Mikaela Shiffrin a reçu un message de la même essence de la part d’un partisan lors de sa deuxième participation à la Coupe du monde de Killington, en 2017. Sur Instagram, celui-ci lui a fait savoir qu’il pouvait sentir la pression qui lui tenaillait l’intérieur, et que tout le monde était simplement heureux de la voir dévaler les parcours chez elle. « Quoi qu’il arrive, on te soutient », a-t-il conclu. « C’est à ce moment-là que j’ai réalisé que personne ne s’en souciait vraiment ! », a-t-elle relaté deux ans plus tard.

À l’aube de sa 12e saison en Coupe du monde, Mikaela Shiffrin a appris à négocier avec ses démons personnels. Très affectée par la mort subite de son père en 2020, la skieuse de Vail est parmi les athlètes de renommée internationale qui se sont le plus ouverts sur leurs enjeux de santé mentale.

Avec le temps, elle a compris que le succès de sa Coupe du monde locale ne reposait pas sur ses épaules.
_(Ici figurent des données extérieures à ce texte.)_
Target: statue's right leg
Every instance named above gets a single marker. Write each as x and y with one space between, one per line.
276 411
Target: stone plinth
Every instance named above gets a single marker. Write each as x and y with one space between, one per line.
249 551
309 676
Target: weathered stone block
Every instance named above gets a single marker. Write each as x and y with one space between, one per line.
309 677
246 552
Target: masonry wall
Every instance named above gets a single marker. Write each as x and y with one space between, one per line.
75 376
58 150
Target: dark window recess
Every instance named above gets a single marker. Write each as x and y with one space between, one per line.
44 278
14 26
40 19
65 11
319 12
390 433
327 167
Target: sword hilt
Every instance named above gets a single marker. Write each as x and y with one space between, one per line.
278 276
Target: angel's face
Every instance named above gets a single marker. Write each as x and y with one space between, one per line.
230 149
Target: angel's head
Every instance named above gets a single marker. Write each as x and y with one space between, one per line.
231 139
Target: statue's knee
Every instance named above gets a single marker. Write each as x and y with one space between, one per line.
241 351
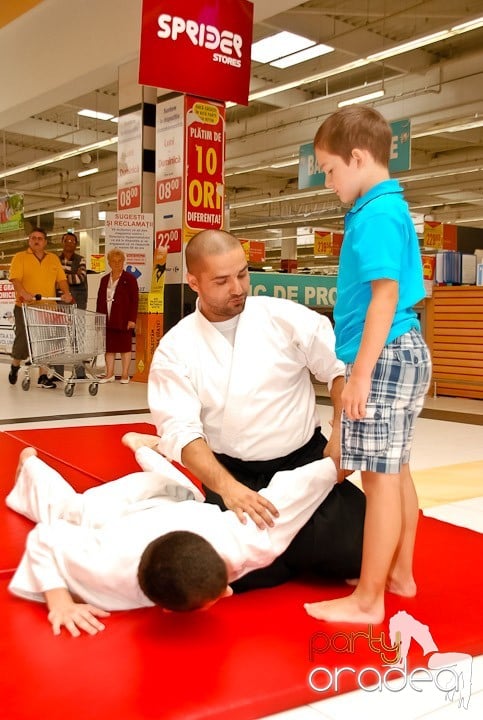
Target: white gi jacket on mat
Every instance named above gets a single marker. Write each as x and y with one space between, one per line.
249 400
91 543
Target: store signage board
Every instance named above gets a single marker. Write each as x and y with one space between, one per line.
198 47
129 162
133 234
310 290
310 174
205 154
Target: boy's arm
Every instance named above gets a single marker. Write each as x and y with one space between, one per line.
74 616
380 314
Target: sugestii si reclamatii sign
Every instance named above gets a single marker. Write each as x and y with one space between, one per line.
198 47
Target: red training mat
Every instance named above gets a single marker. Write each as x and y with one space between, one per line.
246 657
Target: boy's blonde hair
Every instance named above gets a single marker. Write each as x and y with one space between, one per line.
355 126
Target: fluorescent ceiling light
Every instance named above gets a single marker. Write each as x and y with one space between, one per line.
375 57
361 98
95 114
302 56
285 163
279 45
454 127
58 158
46 211
469 25
90 171
410 45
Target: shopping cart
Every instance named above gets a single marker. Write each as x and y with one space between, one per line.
60 334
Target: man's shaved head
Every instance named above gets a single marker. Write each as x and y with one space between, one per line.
205 243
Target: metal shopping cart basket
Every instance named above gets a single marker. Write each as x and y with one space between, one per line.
60 334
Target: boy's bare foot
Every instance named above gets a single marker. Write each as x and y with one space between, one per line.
24 454
346 609
405 588
134 441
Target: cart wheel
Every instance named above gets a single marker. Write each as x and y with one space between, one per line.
69 389
93 388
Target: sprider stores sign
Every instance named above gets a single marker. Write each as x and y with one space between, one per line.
198 47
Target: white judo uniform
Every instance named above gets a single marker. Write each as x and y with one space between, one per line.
91 543
252 400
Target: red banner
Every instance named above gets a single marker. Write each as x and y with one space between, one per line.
198 47
205 152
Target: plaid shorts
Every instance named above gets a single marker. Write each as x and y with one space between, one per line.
381 442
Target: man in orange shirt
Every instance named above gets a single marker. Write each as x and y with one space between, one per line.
34 271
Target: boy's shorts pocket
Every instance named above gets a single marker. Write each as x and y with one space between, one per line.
369 435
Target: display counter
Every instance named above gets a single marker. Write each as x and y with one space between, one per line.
454 333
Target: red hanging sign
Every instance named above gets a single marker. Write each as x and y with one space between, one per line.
198 47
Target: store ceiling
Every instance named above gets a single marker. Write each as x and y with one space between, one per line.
436 86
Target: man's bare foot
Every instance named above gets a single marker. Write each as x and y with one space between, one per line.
134 441
24 454
346 609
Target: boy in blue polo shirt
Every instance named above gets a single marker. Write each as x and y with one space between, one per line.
388 364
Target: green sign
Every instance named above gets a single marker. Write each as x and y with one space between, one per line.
310 174
311 290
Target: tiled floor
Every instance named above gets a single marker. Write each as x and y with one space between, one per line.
438 443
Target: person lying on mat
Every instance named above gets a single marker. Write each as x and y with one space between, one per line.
230 389
99 551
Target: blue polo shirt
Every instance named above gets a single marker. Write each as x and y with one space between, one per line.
380 242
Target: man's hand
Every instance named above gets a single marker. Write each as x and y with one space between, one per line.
63 611
242 500
332 450
354 396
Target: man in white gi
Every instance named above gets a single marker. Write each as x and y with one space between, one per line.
83 555
231 395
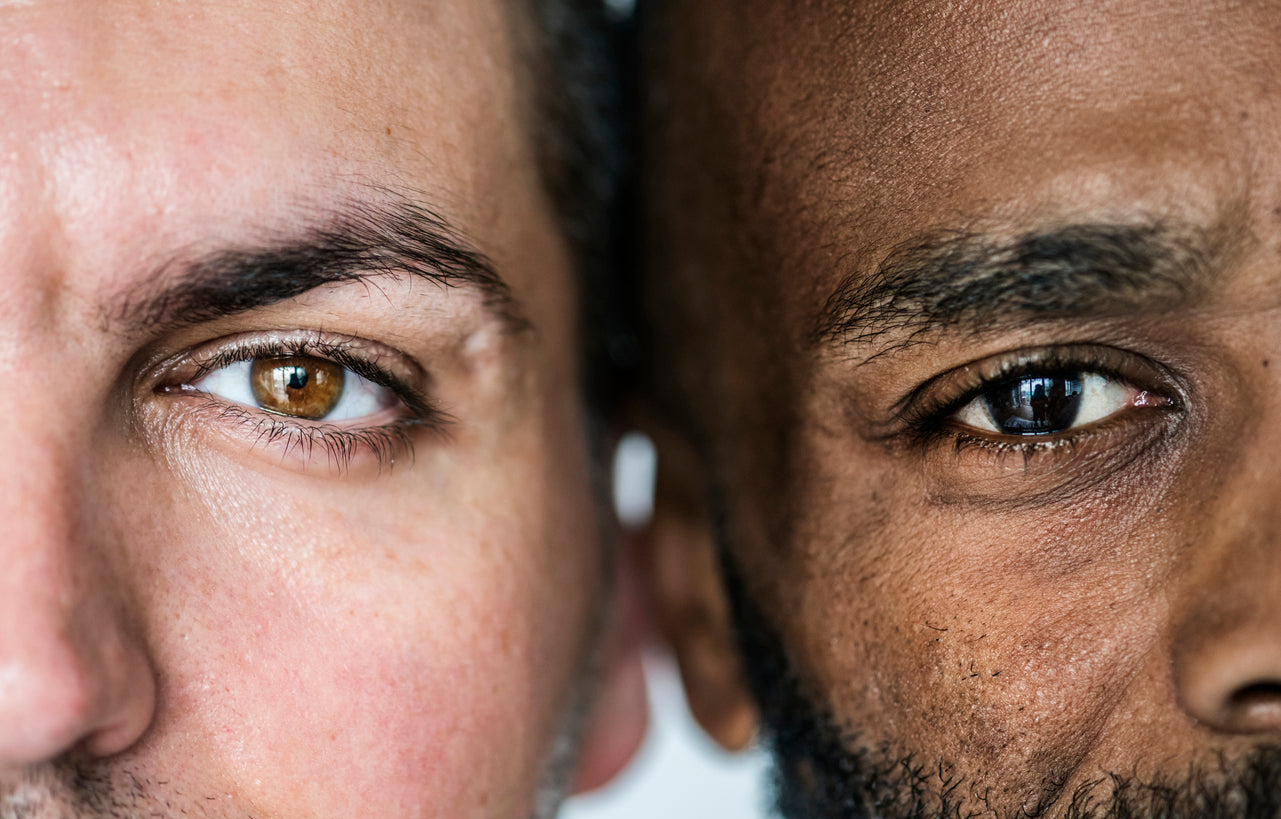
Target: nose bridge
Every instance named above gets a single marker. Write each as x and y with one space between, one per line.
1227 628
73 673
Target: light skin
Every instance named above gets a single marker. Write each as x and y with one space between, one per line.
876 218
395 609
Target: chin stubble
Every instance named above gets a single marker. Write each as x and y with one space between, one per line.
821 772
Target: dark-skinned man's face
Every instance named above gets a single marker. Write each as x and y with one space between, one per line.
971 310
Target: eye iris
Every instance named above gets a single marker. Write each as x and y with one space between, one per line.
299 386
1036 405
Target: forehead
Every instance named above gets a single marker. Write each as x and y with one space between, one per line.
857 123
204 109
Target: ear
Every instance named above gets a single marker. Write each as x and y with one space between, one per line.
678 556
620 711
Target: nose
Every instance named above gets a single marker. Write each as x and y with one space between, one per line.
1227 649
1234 683
74 676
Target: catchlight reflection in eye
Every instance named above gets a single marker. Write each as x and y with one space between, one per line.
299 386
1044 404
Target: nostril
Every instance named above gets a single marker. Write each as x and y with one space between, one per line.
1256 695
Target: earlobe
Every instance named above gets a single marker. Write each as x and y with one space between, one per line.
678 556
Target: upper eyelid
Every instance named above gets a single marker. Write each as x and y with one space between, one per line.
361 356
1102 359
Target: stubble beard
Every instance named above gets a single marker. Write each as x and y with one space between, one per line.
821 772
73 790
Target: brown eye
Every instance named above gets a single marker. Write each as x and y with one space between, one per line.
297 385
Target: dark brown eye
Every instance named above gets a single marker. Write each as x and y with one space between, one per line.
297 385
1035 405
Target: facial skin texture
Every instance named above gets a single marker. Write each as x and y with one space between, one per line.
212 610
869 217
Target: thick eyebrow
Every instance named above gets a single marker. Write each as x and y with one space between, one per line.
358 241
971 282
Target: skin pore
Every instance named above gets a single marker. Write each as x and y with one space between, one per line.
879 224
384 599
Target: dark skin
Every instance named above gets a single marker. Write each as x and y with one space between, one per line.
871 219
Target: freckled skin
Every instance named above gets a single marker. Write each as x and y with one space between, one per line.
195 619
1026 622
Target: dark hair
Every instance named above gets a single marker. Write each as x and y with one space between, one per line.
578 137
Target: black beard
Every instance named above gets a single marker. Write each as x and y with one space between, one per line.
819 773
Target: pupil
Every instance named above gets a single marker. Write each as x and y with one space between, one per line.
1036 405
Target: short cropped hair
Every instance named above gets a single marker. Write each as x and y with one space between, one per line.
577 133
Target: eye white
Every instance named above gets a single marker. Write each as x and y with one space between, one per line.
1101 396
360 396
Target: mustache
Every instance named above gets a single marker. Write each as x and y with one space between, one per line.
69 790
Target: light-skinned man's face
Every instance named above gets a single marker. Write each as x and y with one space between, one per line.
985 304
297 505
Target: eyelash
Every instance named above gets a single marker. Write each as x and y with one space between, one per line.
384 442
926 419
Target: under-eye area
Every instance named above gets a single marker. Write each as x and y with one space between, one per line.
1036 421
308 397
Même la seule fois qu’elle n’a pas gagné, en 2022, les gens se sont amusés.

« Ils passent un bon moment quoi qu’il arrive, a-t-elle ajouté en conférence de presse la semaine dernière. Ils veulent vraiment voir du bon ski, un bon spectacle. Ce sont des adeptes de ski de compétition et ils veulent voir de bonnes courses. »

Ça ne devrait pas être trop différent à Tremblant.

PHOTO FRANÇOIS ROY, ARCHIVES LA PRESSE

Justine Lamontagne à l’entraînement à Saint-Sauveur cette semaine

Surprenant début de saison pour Lamontagne

Si Justine Lamontagne dispute les deux slaloms géants comme prévu, samedi et dimanche, elle sera la skieuse canadienne avec le plus de départs en Coupe du monde depuis le commencement de la saison. « C’est assez surprenant ! a réagi la jeune femme de 21 ans. Mon mois de novembre était vide, je n’avais qu’un camp d’entraînement. Ça a quand même changé mes plans. » Appelée à la dernière minute, l’athlète de Saint-Ferréol-les-Neiges a eu trois jours pour faire ses valises et voyager du Montana, où elle étudie, à la Finlande, pour prendre part à deux slaloms, son baptême du feu sur le Cirque blanc. Elle a remis ça dimanche pour un autre slalom à Levi. Elle ne cache pas que côtoyer les grandes vedettes qu’elle suivait à la télé a demandé une petite adaptation. « Un peu, quand même. Après ça, il faut aussi te remettre dans ta bulle, faire tes propres affaires et ne pas te laisser affecter par ce qui se passe à l’extérieur. »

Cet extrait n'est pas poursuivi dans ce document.